Assim, o número mais significativo refere-se, mais uma vez, à abstenção, que aumentou desde as últimas Legislativas. Nas eleições deste ano, 84,75 por cento dos eleitores inscritos fora de Portugal não enviaram o seu voto. Em 2005, o número, que tinha sido considerado elevado, foi de 76 por cento.
Dos quatro deputados dos círculos da Emigração, o PSD elegeu José Cesário e Carlos Páscoa por Fora da Europa e Carlos Gonçalves, pela Europa. O PS elegeu Paulo Pisco pela Europa (ver página 12).

Greves terão contribuído

As greves dos correios no Brasil e na África do Sul e o atraso na entrega dos boletins de voto na Venezuela terão contribuído para os resultados das eleições Legislativas no círculo de Fora da Europa.

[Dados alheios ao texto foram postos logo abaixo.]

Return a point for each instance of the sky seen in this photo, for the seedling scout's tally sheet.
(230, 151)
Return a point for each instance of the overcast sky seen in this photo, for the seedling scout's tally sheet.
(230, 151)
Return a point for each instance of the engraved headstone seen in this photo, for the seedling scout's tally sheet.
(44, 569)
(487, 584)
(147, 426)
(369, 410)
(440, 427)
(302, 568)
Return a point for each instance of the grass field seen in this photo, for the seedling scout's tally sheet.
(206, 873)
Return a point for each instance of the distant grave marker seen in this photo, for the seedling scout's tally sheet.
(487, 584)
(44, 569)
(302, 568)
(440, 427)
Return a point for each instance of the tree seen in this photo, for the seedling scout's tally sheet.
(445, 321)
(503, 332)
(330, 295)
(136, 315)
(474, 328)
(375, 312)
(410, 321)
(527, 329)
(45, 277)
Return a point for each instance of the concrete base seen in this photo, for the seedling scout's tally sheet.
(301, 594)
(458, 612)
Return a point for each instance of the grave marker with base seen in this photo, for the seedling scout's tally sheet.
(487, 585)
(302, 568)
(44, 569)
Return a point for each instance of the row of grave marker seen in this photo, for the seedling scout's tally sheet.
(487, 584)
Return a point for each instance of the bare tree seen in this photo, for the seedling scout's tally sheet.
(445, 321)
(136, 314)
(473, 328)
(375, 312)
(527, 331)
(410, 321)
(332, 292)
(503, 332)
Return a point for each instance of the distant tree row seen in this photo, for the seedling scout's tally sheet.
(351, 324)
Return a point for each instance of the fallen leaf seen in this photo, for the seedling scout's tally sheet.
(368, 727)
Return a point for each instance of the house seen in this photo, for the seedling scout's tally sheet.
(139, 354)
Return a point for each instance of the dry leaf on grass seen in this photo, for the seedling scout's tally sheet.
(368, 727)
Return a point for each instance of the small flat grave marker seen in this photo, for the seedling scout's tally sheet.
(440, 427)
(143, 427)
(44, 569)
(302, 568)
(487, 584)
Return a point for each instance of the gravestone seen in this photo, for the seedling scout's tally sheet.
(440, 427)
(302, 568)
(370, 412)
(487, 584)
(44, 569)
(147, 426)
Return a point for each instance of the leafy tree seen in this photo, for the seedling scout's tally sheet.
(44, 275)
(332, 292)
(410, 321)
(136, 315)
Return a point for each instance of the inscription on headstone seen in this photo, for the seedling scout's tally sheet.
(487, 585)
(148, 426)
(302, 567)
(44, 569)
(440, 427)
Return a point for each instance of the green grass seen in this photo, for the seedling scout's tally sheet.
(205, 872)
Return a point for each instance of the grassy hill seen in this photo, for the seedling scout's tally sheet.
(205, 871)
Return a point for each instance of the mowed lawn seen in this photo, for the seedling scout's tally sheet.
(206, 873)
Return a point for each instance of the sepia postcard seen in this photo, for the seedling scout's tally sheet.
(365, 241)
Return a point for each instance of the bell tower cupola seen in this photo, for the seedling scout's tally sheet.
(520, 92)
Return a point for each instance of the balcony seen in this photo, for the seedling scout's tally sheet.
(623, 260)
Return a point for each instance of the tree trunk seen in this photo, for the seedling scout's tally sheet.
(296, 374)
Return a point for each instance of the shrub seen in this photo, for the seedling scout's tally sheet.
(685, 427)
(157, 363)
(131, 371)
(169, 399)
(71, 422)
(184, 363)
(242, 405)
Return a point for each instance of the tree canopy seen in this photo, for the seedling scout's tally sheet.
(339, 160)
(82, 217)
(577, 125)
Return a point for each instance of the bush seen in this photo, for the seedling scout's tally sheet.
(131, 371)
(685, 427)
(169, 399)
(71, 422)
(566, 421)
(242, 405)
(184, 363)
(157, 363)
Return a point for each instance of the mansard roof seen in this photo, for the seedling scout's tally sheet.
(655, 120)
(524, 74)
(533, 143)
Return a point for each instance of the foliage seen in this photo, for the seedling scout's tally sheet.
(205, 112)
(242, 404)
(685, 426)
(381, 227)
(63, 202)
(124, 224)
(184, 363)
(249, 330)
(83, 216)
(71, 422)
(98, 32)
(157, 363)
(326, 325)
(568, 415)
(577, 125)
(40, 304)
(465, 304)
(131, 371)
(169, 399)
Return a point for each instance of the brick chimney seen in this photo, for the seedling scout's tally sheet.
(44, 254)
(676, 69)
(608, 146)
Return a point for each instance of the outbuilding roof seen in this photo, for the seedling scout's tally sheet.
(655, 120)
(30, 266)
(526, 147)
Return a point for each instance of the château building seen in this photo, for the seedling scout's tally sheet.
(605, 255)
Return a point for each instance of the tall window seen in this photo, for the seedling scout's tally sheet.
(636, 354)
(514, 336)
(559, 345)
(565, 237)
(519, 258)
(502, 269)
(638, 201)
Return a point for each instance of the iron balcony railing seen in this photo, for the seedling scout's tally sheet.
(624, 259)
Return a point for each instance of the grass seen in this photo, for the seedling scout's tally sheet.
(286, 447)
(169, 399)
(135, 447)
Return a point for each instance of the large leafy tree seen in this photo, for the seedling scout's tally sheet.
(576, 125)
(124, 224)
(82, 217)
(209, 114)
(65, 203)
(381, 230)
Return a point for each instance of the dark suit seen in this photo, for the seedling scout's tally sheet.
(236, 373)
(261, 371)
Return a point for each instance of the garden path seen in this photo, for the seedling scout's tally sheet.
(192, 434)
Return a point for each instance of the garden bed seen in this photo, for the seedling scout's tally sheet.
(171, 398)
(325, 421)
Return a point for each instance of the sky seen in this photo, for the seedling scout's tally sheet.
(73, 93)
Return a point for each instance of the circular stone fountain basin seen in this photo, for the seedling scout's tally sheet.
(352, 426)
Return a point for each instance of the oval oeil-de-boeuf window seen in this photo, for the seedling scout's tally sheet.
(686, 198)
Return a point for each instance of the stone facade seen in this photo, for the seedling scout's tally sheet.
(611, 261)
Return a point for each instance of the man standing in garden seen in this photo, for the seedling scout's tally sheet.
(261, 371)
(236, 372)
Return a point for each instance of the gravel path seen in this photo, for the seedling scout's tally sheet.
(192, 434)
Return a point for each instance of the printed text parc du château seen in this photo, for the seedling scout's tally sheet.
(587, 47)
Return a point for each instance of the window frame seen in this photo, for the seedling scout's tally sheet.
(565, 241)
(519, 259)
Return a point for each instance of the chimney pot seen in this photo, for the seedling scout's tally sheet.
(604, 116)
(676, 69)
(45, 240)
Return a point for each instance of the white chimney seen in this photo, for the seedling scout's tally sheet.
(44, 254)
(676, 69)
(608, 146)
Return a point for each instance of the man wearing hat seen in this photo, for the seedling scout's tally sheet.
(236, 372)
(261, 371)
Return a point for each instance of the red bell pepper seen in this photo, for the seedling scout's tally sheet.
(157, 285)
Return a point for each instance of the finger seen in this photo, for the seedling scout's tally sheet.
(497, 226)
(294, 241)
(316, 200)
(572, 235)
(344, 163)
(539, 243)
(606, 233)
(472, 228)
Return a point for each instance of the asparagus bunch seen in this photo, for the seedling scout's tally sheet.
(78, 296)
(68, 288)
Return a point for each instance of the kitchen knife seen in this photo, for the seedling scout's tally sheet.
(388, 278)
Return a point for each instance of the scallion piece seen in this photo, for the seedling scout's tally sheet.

Em declarações a O Emigrante/Mundo Português dias antes do término do prazo para o envio dos boletins de voto, o conselheiro das comunidades no Brasil, José Miranda de Melo afirmava que a greve dos Correios, “não permitiu que todos os eleitores recebessem os boletins em tempo hábil”. José Miranda de Melo esteva entre os eleitores portugueses no Brasil que não receberem o boletim de voto.
Na Venezuela, os envelopes com os boletins de voto que permitem aos portugueses votar nestas Legislativas, mantinham-se nos correios um dia antes do fim do prazo para o envio dos votos (27 de Setembro)
“Os boletins estão lá (nos correios) e disseram que vão ser entregues paulatinamente, segundo o sistema de trabalho deles, porque não assumem isso como uma prioridade”, explicava, num comunicado enviado a este jornal, o conselheiro Luis Jorge, que até ao dia 24 ainda não tinha recebido o envelope.
O atraso mantinha-se no dia 26. “A menos de 24 horas para que termine o prazo para serem enviados, os votos dos portugueses emigrados na Venezuela, pouco mais de 100 eleitores receberam o seu boletim de voto, de um total de 12 mil inscritos” alertava Luis Jorge. O conselheiro destacava que o “deficiente sistema dos correios públicos Venezuelano” não teria capacidade para “em tão curto espaço de tempo” entregar a correspondência “dentro dos prazos estabelecidos pela CNE”.
Pelo meio, ainda houve votos anulados do Brasil e de Timor. Cerca de 300 votos vindos de Belém, no norte do Brasil, foram anulados durante o apuramento que decorreu no dia 7 deste mês, em Lisbo, por terem sido enviados, juntos, num envelope que tinha o endereço do vice-consulado português naquela cidade. Jorge Miguéis, director da Administração Eleitoral (da DGAI) confirmou à Lusa que a situação foi colocada aos partidos políticos, tendo os delegados presentes ao apuramento, resolvido “por unanimidade não escrutinar estes votos, um vez que não chegaram nos termos legais”.
De Timor-Leste, foram anulados todos os votos por terem chegado por mala diplomática. O envio, pela Embaixada de Portugal teria sido acordado com a Comissão Nacional de Eleições, tendo em conta o deficiente funcionamento dos correios naquele país. Mas a Assembleia de Escrutínio decidiu-se pela sua anulação. Recorde-se que a votação nos círculos da Emigração nas Legislativas deve ser feita apenas por correspondência.